Fashion powerhouse Coach allegedly turned down by Burberry regarding takeover approaches.
Picture this, a company worth 20 billion dollars, shares of Burberry rising 4.8 percent through sole rumor alone. That’s what we would call a power couple.
It’s been reported that the famous British luxury brand Burberry, known for its signature check pattern trench coats, has allegedly declined Coach’s approach to acquire the company. At first glance, it looked like an informal measurement to “test the waters” from the modern American luxury brand, offering a “cash-and-stock” kind of takeover.
The rumour first appeared in the blog Betaville, with the Financial Times stating that Burberry soon prepared its Robey Warshaw advisers, which had to elaborate on a legal and financial position in the case of a bid.
The rumored bid unleashed a growth of 4.8 percent in the Burberry Group PIc shares, a momentary breath of release under the pressure of a slowdown in demand from Asian shoppers in the luxury market. However, such optimistic approach from investors and the stock market is not an incentive for an actual merging of brands, since the financial scenario has always been way more complex than it seems.

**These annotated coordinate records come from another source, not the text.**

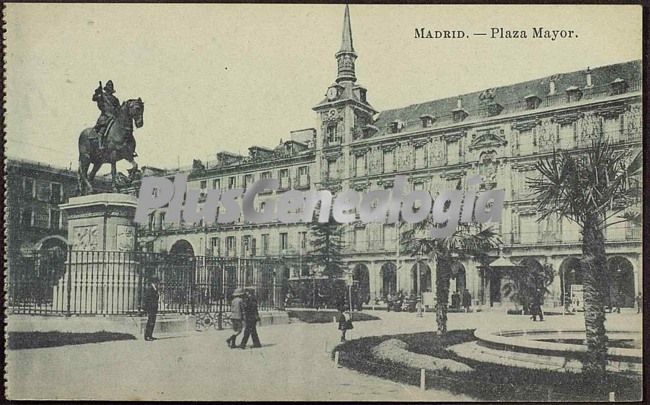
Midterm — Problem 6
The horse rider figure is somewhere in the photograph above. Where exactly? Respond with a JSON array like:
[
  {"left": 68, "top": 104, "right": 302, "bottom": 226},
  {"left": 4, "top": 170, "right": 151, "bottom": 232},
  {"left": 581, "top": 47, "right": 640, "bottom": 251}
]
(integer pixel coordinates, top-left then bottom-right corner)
[{"left": 93, "top": 80, "right": 120, "bottom": 149}]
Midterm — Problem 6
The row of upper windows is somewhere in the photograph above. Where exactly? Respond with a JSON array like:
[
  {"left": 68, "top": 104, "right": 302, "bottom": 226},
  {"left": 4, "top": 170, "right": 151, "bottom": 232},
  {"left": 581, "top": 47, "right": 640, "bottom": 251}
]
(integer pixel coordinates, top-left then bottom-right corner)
[
  {"left": 192, "top": 166, "right": 309, "bottom": 190},
  {"left": 346, "top": 116, "right": 641, "bottom": 176},
  {"left": 210, "top": 231, "right": 308, "bottom": 256},
  {"left": 387, "top": 79, "right": 640, "bottom": 134}
]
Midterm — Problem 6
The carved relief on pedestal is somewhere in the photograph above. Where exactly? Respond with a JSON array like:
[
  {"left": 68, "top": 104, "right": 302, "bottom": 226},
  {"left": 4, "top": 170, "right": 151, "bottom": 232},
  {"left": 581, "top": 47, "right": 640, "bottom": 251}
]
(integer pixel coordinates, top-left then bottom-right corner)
[
  {"left": 117, "top": 225, "right": 135, "bottom": 252},
  {"left": 72, "top": 225, "right": 99, "bottom": 250},
  {"left": 429, "top": 138, "right": 447, "bottom": 166},
  {"left": 577, "top": 113, "right": 602, "bottom": 146},
  {"left": 479, "top": 150, "right": 497, "bottom": 190}
]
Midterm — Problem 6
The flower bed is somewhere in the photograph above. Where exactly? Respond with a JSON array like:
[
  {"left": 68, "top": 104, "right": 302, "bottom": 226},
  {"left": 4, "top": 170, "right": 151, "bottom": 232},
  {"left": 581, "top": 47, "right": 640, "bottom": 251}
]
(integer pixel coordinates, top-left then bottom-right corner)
[
  {"left": 8, "top": 331, "right": 136, "bottom": 350},
  {"left": 332, "top": 329, "right": 642, "bottom": 401}
]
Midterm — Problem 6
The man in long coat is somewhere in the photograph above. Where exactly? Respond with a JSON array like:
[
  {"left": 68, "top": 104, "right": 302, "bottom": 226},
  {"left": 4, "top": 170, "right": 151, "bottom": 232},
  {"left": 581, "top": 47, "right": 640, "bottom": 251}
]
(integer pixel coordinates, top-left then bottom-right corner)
[
  {"left": 226, "top": 288, "right": 246, "bottom": 349},
  {"left": 239, "top": 290, "right": 262, "bottom": 349},
  {"left": 142, "top": 275, "right": 160, "bottom": 341}
]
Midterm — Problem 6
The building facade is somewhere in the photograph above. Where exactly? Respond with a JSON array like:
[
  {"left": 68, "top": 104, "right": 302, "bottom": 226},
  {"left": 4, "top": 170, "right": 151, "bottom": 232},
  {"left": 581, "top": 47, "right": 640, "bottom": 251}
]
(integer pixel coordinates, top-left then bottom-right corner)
[
  {"left": 5, "top": 159, "right": 78, "bottom": 252},
  {"left": 132, "top": 7, "right": 642, "bottom": 306}
]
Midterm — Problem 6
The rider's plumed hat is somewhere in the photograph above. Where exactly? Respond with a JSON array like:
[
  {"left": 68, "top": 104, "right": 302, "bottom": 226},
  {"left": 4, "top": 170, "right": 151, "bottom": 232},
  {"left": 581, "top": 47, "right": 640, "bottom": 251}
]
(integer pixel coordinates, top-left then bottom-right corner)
[{"left": 104, "top": 80, "right": 115, "bottom": 93}]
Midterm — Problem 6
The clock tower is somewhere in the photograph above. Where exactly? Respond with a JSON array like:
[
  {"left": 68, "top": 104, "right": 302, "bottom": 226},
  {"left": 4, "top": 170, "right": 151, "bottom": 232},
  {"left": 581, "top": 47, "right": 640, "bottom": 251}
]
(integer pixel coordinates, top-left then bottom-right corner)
[{"left": 313, "top": 5, "right": 377, "bottom": 188}]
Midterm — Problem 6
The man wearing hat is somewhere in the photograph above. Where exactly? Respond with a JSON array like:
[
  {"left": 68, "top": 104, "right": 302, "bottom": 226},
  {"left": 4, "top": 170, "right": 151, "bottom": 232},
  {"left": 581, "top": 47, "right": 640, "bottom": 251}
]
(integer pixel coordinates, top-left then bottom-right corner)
[
  {"left": 239, "top": 289, "right": 262, "bottom": 349},
  {"left": 226, "top": 288, "right": 246, "bottom": 349},
  {"left": 142, "top": 275, "right": 159, "bottom": 342},
  {"left": 93, "top": 80, "right": 120, "bottom": 148}
]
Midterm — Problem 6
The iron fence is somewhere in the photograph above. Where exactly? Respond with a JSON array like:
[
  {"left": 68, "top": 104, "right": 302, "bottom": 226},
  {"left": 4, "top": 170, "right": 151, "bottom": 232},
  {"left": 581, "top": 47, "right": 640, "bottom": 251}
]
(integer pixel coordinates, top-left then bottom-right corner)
[{"left": 5, "top": 250, "right": 287, "bottom": 316}]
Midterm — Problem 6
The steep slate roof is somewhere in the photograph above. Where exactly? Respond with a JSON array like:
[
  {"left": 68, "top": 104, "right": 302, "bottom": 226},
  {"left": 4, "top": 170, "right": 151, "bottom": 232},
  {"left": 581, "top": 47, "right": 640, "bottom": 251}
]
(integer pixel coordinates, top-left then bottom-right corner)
[{"left": 373, "top": 60, "right": 642, "bottom": 136}]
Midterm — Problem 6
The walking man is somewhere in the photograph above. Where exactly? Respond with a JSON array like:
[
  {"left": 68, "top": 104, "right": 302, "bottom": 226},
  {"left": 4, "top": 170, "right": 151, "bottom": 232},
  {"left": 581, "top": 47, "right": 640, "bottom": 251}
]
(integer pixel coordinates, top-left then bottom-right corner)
[
  {"left": 226, "top": 288, "right": 245, "bottom": 349},
  {"left": 462, "top": 288, "right": 472, "bottom": 313},
  {"left": 239, "top": 290, "right": 262, "bottom": 349},
  {"left": 530, "top": 288, "right": 544, "bottom": 321},
  {"left": 142, "top": 275, "right": 159, "bottom": 342}
]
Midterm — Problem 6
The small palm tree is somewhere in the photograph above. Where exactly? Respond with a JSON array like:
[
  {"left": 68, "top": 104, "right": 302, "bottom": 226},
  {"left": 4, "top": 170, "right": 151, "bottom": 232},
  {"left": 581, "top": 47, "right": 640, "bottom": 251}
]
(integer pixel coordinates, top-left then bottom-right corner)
[
  {"left": 528, "top": 137, "right": 641, "bottom": 384},
  {"left": 401, "top": 218, "right": 501, "bottom": 334}
]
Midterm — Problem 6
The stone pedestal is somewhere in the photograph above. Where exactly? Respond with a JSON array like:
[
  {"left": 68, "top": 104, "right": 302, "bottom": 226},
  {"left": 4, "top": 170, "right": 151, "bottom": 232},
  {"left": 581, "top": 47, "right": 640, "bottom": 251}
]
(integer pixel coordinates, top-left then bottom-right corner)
[{"left": 54, "top": 193, "right": 142, "bottom": 314}]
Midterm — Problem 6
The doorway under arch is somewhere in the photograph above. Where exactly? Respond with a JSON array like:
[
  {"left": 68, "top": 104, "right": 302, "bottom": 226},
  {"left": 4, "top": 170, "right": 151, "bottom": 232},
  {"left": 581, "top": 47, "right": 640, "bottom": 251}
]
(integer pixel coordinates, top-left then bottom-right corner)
[
  {"left": 352, "top": 263, "right": 370, "bottom": 304},
  {"left": 560, "top": 257, "right": 582, "bottom": 305},
  {"left": 450, "top": 262, "right": 467, "bottom": 294},
  {"left": 411, "top": 260, "right": 432, "bottom": 294},
  {"left": 380, "top": 262, "right": 397, "bottom": 297}
]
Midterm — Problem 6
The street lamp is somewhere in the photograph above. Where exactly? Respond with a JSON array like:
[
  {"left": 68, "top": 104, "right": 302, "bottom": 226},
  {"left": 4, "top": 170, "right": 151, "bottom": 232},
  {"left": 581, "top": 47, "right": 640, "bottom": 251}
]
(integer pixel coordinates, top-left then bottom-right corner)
[{"left": 415, "top": 254, "right": 422, "bottom": 318}]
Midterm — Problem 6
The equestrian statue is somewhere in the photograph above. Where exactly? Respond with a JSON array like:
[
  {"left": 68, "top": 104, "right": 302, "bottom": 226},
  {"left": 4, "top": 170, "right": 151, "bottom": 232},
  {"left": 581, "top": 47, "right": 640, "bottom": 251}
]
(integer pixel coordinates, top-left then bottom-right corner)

According to Luca Solca, a specialist in luxury goods as executive in Exane BNP Paribas, “A merger of Coach and Burberry would primarily be a merger of problems,” his opinion published in the Business of Fashion regarding the first rumors, continued: “M&A history in luxury has shown that mergers don’t obviously help in regaining brand traction and desirability, while cost efficiency in the face of declining brand momentum are often just a way to run in order to stand still.”
However, and despite the negative outcome possibility, the alleged response from Burberry might not have been a rotund negative, with their profit falling 4 percent to 182 million dollars in a insipid semester through this September. As a follow-up to this stumble, a role of ‘president’ has been created for the current creative and chief executive Christopher Bailey, to make room for Marco Gobbetti -currently in a homologous position at Céline– who will join the convoluted scenario at Burberry overtaking Bailey’s vision in the business arena.
On the other hand, across the atlantic, the skies are not so dim as those in London, Coach grows slowly but surely with 0.7 percent predictions fulfilled after reported sales of its fiscal first quarter went over 1 billion in sales; a probable sign of recovery courtesy of chief executive Victor Luis, whose correct decisions have allowed a turnaround for the former troubled status of the brand with the carriage logo.